You are currently browsing the monthly archive for June 2008.
The problems of domain crawls
- The legal approach is usually a risk-based one, ie. harvest the content and then take it down if the creator objects. If the creator starts a court case then the costs of this approach could be very expensive.
- The approach has no basis in law. Copying any site without the content creator’s permission is an illegal act.
- There is no guarantee that a site discoverable today in the repository will still be there in the future, as the content creator may have requested its removal.
- There is no 1:1 engagement with the content creators, frequently no engagement at all.
- The crawl ignores lots of valauble content.
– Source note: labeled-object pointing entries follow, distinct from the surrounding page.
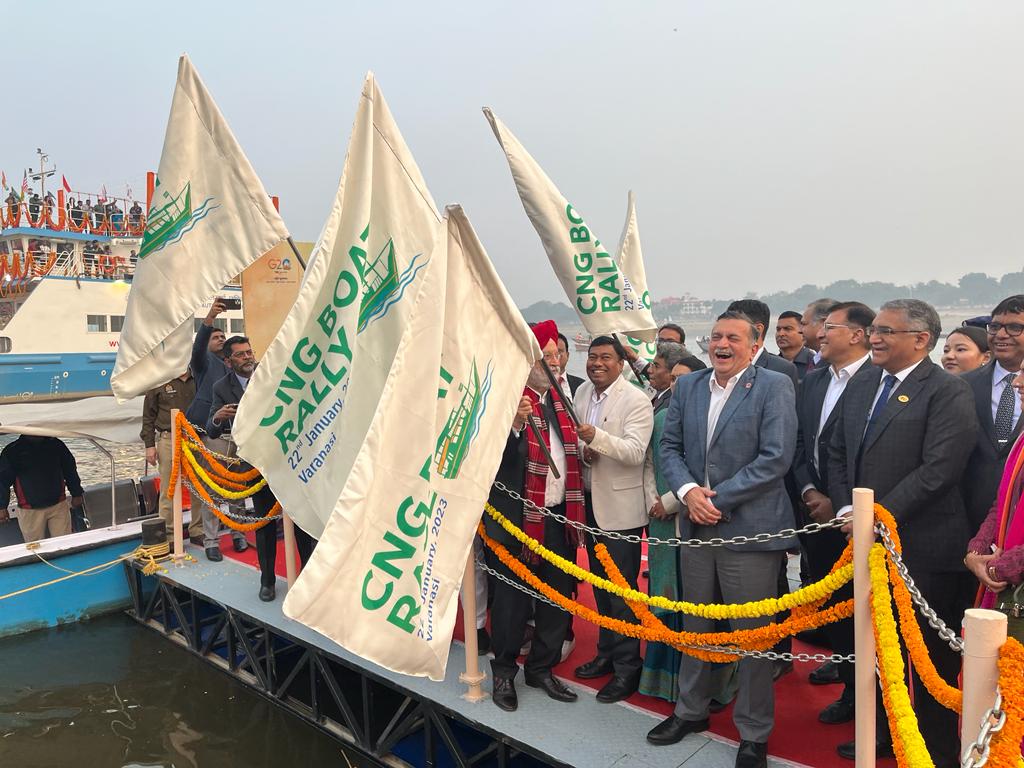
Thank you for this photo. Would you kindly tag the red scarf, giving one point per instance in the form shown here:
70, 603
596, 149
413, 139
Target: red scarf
537, 471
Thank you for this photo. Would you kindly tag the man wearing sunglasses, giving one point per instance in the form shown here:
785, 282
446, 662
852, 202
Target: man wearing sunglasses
906, 431
997, 408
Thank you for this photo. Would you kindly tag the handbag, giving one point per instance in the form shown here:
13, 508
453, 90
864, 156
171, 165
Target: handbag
1013, 606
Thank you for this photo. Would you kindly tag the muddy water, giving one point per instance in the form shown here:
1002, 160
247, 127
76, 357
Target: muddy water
109, 693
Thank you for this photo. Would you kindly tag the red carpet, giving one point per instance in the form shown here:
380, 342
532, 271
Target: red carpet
798, 735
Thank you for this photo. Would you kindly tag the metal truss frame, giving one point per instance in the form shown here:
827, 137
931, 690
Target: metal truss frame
349, 702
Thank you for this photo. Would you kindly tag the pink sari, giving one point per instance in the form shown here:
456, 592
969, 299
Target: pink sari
1010, 502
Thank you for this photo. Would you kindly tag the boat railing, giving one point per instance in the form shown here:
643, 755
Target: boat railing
60, 215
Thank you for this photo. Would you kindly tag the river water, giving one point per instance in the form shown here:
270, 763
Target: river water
109, 693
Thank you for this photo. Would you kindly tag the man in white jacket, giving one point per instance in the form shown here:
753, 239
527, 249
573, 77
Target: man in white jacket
617, 420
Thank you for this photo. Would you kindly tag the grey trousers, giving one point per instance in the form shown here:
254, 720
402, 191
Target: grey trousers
742, 577
212, 526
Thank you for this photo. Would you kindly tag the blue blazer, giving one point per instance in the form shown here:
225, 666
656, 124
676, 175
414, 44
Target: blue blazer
748, 457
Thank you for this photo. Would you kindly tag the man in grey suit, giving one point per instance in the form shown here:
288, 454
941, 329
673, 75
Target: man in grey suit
997, 408
906, 431
728, 442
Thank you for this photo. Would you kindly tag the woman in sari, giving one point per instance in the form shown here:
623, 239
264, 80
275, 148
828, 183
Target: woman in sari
995, 555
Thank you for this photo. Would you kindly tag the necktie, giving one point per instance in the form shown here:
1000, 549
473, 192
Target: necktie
1005, 411
887, 387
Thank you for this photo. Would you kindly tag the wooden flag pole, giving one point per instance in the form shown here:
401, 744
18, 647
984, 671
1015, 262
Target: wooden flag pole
472, 676
863, 633
290, 565
179, 546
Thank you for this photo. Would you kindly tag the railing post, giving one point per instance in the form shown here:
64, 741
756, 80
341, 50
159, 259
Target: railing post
472, 676
179, 546
984, 634
863, 646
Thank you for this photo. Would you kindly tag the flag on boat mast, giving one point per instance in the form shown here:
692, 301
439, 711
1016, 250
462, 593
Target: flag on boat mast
384, 579
592, 280
312, 397
210, 218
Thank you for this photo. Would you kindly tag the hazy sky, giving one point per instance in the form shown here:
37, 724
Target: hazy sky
770, 144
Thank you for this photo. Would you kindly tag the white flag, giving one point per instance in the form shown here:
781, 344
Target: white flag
210, 218
635, 281
593, 282
384, 579
313, 395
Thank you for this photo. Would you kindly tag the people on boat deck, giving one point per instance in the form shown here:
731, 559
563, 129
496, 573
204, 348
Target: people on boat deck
208, 367
156, 434
226, 393
39, 469
524, 468
616, 421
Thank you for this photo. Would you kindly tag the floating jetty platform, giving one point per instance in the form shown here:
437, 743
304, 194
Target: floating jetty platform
395, 720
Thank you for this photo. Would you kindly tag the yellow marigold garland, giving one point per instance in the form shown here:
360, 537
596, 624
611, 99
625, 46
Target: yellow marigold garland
244, 526
1005, 749
907, 741
812, 593
755, 639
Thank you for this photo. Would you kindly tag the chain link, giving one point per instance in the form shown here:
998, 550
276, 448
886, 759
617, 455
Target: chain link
948, 635
817, 657
813, 527
976, 755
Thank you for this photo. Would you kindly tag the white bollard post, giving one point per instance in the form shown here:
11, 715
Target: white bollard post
179, 545
984, 634
290, 565
863, 645
472, 676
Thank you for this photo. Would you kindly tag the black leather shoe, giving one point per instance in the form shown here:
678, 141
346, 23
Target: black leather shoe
504, 694
716, 707
848, 751
838, 712
553, 687
620, 687
778, 669
672, 730
482, 642
752, 755
826, 674
594, 668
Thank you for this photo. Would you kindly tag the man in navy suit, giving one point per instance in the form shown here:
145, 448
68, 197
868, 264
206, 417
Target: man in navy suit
728, 442
846, 351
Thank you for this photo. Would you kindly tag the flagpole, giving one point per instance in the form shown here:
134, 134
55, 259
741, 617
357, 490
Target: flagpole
472, 676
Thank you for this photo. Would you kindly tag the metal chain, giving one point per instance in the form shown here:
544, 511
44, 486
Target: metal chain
953, 640
814, 527
233, 515
817, 657
976, 755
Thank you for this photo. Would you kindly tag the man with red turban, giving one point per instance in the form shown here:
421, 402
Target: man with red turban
524, 469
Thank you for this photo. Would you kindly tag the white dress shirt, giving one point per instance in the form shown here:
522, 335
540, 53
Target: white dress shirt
998, 374
719, 396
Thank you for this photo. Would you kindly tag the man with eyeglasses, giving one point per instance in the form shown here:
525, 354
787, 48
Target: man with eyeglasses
997, 408
846, 351
905, 431
226, 394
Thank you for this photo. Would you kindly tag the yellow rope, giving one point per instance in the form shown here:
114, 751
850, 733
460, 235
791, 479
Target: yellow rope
803, 596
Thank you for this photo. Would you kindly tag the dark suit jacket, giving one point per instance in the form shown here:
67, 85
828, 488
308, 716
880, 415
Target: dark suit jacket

Not everything relevant to UK web history actually has a “.uk” domain.
- Domain crawls are slow, and miss much of the web’s fleeting, at-risk, or semantic content.
The problems of active selection
- The selective approach is usually a permissions-based one, ie. approach the content creator first and ask for permission to archive. But this demands engagement with the creator, which is time-consuming, and which in turn drives the policy to become even more selective than what the repository may originally have envisaged. So the result is usually small-scale harvesting.
- Creators may not understand the purpose or urgency of archiving.
- Creators may say No, in which case the efforts made to engage with them have been fruitless.
- Many sites are not selected.
- The repository may not have the resources to re-evaluate selection decisions. Therefore, once a site has been rejected, it may continue to be rejected, even though its content has changed.
- The repository needs to implement a policy on whether to continue archiving a site in which the content accruals stop being useful. But this constant overview over the harvesting schedule requires resources.